La niebla se ha quedado más rato de lo esperado sobre nuestras calles. Nos ha tenido toda la mañana con esa sensación de humedad que hace sentir un frío que realmente no hace. Y cuando por fin ha salido el sol, ya era plena tarde de otoño, sumisa y resignada a perderle el pulso al ocaso apresurado, intransigente, de los días que no dan de sí.
He salido a dar un paseo después de comer. He caminado en sombra guiada por la luz reflejada en las fachadas, pero a cada banco al sol he llegado tarde. No he conseguido un lugar donde sentarme, cerrar los ojos y sentir el tímido calor que hubiera podido quitarme las gotitas de niebla del alma.

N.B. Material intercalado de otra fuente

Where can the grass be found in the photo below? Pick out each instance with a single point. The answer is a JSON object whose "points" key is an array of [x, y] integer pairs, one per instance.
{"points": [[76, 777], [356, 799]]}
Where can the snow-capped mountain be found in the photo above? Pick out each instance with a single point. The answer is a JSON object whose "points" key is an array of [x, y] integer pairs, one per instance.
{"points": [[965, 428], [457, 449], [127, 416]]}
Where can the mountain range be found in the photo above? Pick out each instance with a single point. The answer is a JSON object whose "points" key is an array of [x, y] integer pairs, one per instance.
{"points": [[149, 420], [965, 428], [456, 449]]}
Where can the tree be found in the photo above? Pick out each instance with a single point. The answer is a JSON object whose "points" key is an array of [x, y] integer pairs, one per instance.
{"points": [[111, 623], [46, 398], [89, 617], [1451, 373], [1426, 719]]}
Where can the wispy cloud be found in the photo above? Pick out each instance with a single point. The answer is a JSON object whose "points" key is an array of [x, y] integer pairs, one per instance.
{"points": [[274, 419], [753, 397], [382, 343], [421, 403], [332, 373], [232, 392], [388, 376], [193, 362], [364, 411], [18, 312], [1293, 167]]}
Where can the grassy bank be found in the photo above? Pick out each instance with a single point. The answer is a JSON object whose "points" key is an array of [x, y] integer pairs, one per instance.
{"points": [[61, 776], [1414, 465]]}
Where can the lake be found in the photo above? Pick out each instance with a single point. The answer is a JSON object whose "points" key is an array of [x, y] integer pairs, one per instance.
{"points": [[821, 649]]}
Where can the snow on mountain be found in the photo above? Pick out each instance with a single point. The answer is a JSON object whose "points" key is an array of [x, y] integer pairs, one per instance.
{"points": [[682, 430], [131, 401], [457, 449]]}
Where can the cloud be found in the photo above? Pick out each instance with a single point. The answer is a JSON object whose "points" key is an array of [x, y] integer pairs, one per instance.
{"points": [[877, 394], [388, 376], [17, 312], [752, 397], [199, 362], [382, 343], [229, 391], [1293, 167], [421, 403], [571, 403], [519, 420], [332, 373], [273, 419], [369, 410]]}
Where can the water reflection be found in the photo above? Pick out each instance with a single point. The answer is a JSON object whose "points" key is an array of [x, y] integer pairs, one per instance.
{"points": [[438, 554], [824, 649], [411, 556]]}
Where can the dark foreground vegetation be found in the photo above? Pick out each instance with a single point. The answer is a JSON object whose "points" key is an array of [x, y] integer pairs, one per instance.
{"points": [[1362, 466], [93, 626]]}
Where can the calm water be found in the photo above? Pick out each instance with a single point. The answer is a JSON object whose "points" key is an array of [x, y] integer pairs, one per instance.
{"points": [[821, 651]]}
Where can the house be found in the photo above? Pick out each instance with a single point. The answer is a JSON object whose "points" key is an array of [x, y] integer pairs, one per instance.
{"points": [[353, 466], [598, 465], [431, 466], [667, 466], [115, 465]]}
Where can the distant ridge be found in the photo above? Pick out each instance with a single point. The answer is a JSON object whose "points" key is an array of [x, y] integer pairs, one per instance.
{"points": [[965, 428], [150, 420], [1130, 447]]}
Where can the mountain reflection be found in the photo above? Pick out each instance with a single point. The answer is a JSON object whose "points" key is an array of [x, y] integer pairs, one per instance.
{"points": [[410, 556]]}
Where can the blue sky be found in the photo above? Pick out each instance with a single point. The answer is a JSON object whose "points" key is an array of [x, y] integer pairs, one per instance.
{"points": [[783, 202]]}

De vuelta, mientras sacaba las llaves del bolso, he recordado una escena de aquel sueño de hace un par de días:
Se me caían las llaves al suelo cuando iba a entrar en casa. Al incorporarme, me subían unas náuseas tremendas y vomitaba mi vida.
—¿Qué te pasa? ¿Estás bien? —preguntaba una voz a mi espalda.
—No es nada. Algo que me ha hecho daño.
Me daba la vuelta y salía a la calle a buscar la luz que me prometían las fachadas iluminadas, de una tarde robada a la niebla que se había crecido de más sobre nuestras calles.